Suggested Rules for the PUBS Sample Database
Published 06 January 2020
The Data Masker software contains a set of masking rules for the sample PUBS database supplied with SQL Server. You are encouraged to add your own masking rules to this masking set. The first section of this page discusses the existing rules (as supplied with the installation) and the second part provides some hints of additional rules which might be added.
Masking Rules in the Sample PUBS Masking Set
The Existing Rules
If you wish to explore each rule further load the masking set into the Data Masker software and double click on the rule with the mouse to launch it in editing mode. You can then explore the rules configuration in detail.
Rule 01-0001
This is a Rule Controller. Notice how the other rules are dependent on it. A Rule Controller defines the database on which the dependent rules will act. If you change the login information in the Rule Controller its rules will operate on the new database. It is up to you to ensure that the Rule Controller points at an appropriate database. All other types of masking rule must have a parent Rule Controller and every masking set must contain at least one Rule Controller.
Rule 01-0002
A Substitution Rule on the STORES table. This rule uses the Random Company Names data set to provide the substitution data.
Rules 02-0003, 03-0004, 04-0005, 05-0006
More Substitution Rules on fields in the STORES table. These rules use data sets appropriate to the column content. Particularly note that the state column is substituted using uppercase two letter abbreviations of the state name and the zip column receives the 5 digit zipcode only. Other options are possible - try editing rule 0006 to implement a Zip+4 substitution value.
Rule 11-0007
A Substitution Rule on the TITLES table on the price column. This rule assumes that although the prices need to be masked, it is not acceptable to use random numbers as this would distort the data inappropriately. The Number Variance data set is used to modify each existing value within a range of plus or minus 10%. Note that this column is of a number datatype - so the available data sets are different than for text fields. It might be a good idea to double click on the rule to have a look at the available data sets.
Rule 12-0008
A Substitution Rule on the TITLES table on the pubdate column. This rule assumes that like the price column, it is not acceptable to just use random dates. The Date Variance data set is used to modify the date within the bounds of an acceptable variation. It would be a good idea to double click on this rule to look at the data set options.
Rule 13-0009
This rule is a bit more complicated. The assumption here is that the title column requires contents containing two random words. This is done by substituting the title column with a concatenation of two random words from the Random Dictionary Words dataset using a Row-Internal Synch. Rule. You should open up this rule (by double clicking on it with the mouse) to understand how it is constructed.
Rules 50-0010, xx-0011
The notes column is substituted using the Null Values data set (rule 0010) and then a random 33% of the rows are then substituted with random paragraphs of gibberish text using rule 0011.

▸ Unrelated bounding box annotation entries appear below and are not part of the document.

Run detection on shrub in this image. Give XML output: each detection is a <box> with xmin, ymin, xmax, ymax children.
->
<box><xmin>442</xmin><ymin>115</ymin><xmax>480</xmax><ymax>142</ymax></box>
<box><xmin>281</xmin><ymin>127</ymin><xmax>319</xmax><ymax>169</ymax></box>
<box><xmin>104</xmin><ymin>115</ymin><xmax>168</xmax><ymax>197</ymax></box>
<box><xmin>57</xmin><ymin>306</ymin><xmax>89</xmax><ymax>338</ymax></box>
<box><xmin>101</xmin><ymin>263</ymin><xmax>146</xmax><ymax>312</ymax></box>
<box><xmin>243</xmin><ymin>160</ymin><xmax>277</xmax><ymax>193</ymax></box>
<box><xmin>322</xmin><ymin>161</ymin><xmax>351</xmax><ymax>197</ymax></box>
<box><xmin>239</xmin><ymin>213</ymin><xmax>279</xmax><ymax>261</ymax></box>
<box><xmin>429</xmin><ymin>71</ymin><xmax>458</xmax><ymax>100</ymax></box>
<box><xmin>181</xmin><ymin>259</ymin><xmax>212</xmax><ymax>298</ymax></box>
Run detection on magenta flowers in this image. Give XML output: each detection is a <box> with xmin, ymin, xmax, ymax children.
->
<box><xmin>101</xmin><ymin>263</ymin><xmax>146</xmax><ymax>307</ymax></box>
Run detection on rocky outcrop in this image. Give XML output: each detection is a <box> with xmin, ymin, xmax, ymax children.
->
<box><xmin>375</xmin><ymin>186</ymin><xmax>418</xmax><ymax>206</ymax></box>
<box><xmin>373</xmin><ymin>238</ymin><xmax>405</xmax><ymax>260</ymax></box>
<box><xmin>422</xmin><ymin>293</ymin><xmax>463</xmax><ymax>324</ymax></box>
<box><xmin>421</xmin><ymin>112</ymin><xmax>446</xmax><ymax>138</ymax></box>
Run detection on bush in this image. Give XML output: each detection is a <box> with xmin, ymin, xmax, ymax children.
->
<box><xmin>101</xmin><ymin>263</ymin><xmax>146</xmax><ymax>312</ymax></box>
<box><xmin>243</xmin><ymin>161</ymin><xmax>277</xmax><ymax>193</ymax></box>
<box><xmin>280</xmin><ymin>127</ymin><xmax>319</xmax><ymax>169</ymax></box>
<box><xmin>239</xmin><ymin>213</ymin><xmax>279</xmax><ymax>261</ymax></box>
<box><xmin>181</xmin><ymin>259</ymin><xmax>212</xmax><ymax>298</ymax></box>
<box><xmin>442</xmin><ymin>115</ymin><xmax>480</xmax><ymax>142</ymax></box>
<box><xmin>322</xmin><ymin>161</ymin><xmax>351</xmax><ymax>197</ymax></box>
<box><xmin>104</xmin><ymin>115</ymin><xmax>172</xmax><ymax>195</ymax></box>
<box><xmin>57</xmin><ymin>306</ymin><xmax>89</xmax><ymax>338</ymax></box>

Note: It is important to remember that the Data Masker software is multi-threaded. It can, and will, execute multiple rules simultaneously. Since they are both operating on the same table and column, rule 0011 must only execute after rule 0010 completes - otherwise the actions of rule 0010 could overwrite the actions of rule 0011. The dependency relationship used in rule groups 0009-0011 forces rule 0011 to execute after rule 0009 completes. It is also possible to use rule blocks for this purpose. For example, rules 0011 could be placed in a higher rule block than rule 0010 and the same result would have been achieved. The order in which the rules are visible on the screen is not necessarily the order in which they will execute. The execution order always needs to be explicitly specified using Dependencies and Rule Blocks. A dependency relationship was chosen in this case to emphasize that the rules are really just two aspects of the same masking operation.
Rules 90-0012
This is a Command Rule which truncates all rows in the ROYSCHED table. It is assumed, for the purposes of the masked database, that the ROYSCHED data is not necessary and too sensitive to leave in place. Simply removing the data is sometimes an option in cases such as that.
Additional Rules
Below are some suggestions for additional rules which can be added to the PUBS database sample masking set. An ER diagram for PUBS is available to assist you in your analysis of the database structure. If you do add new masking rules it is a good idea to save the modified masking set under a new name - that way if you upgrade the Data Masker software you will not overwrite your enhancements.
TITLES:advance
Use a substitution rule and the User Specified Numbers data set to set each value in the advance column to a fixed sum of 1024.00. Place a Where Clause on the rule so that values that are already NULL are not affected.
AUTHORS:...
Examine the columns in the Authors table and make decisions about which ones contain sensitive information and implement suitable Substitution Rules for them.
AUTHORS:emp_id
Use the Text, Alpha-Numeric data set to generate new values for the emp_id column. Note there are two formats in this column AAANNNNNA and A-ANNNNNA. Use the first for all rows or use two rules with Where Clauses to mask each in its original format.
PUB_INFO:logo
Use the Null Values data set to remove all values from the logo field.
DISCOUNTS:...
Add a Command Rule to remove all values from the DISCOUNTS table where the stor_id is not null. Hint: just implement a statement like delete from DISCOUNTS where stor_id is not null in the Command Rule.